Mexican actor Gael Garcia Bernal, left, and American actor Julianne Moore are shown at the opening of Blindness in Cannes, France, in May.Mexican actor Gael Garcia Bernal, left, and American actor Julianne Moore are shown at the opening of Blindness in Cannes, France, in May. (Evan Agostini/Associated Press)

The Atlantic Film Festival opens in Halifax Sept. 11 with a slate of 254 films, including 70 from Atlantic Canada.

Full details of the festival lineup — which will close with the Canadian premiere of Summerhood, narrated by John Cusack — were released Wednesday.

Summerhood, the debut of Halifax filmmaker Jacob Medjuck, is the story of a nine-year-old boy's pivotal summer camp experience.

Event director Lia Rinaldo says the festival is a chance to celebrate new talent moving into the film industry in Atlantic Canada.

"The one thing that we are so excited about this year is the fact that we're presenting five dramatic first features from the region, which is almost unheard of — I don't think we've ever had a year with that many first features," she told CBC News.

"And this really speaks to growth in the industry, the fact that there's this many people that are really launching the next level of their career."

Other debuts by Atlantic filmmakers include Growing Op by Michael Melski of Halifax and a group of diverse short films from Cory Bowles, Jay Dahl and Jason Eisenor.

Growing Op, a comedy about a teen whose family home doubles as a marijuana grow operation, was shot in New Brunswick.
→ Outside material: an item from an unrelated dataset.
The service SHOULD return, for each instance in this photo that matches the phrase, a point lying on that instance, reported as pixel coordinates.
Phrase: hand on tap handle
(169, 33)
It stars Rosanna Arquette and Wallace Langham of CSI.

Melski, who has previously shown short films at the festival, said it's fitting for the movie to premiere in Halifax.

"The (festival) has nurtured and humoured me as a filmmaker for about 10 years," he said.

Halifax writer-director Ann Verrall is also premiering her first feature film, Nonsense Revolution, about a group of teens helped by the ghost of friend who died in a car accident.

"(The festival) is that thing that you aim for. It's the most immediate thing that you have to know there's a good possibility your work is going to be shown," she said.

Her movie was shot in and around Halifax last October.

The opening film, previously announced, is Blindness, the Canadian co-production that opened the Cannes Film Festival this year.

Written by Canadian Don McKellar from the novel by Jose Saramago, it shows what happens when a new disease makes most of the world blind. Julianne Moore, Mark Ruffalo, Danny Glover and Gael Garcia Bernal star.

The 11 galas include:

  • Adoration, a teen drama by Canadian director Atom Egoyan.
  • Surveillance, a crime drama by U.S. director Jennifer Chambers Lynch.
  • The Black Balloon, a family film by Australian Elissa Down.
  • Une Conte de Noël, directed by France's Arnaud Desplechin and starring Catherine Deneuve.
  • Otto; or, Up With Dead People, Bruce LaBruce's horror comedy.
  • One Week, directed by Michael McGowan, in which Joshua Jackson makes a motorcycle trip from Toronto to Tofino, B.C.
  • Patti Smith: Dream of Life, a documentary by first-time filmmaker Steven Sebring about the punk poet and music legend.

Four movies, including Une Conte de Noël and One Week, are making their world debut.

The Special Presentations series is bringing films such as Larry Charles and Bill Maher's Religulous, Kevin Smith's Zack and Miri Make a Porno, Canadian films Down to the Dirt and Real Time and Israel-German co-production Waltz with Bashir.

Tickets go on sale Wednesday for the festival, which runs Sept. 11 to 22.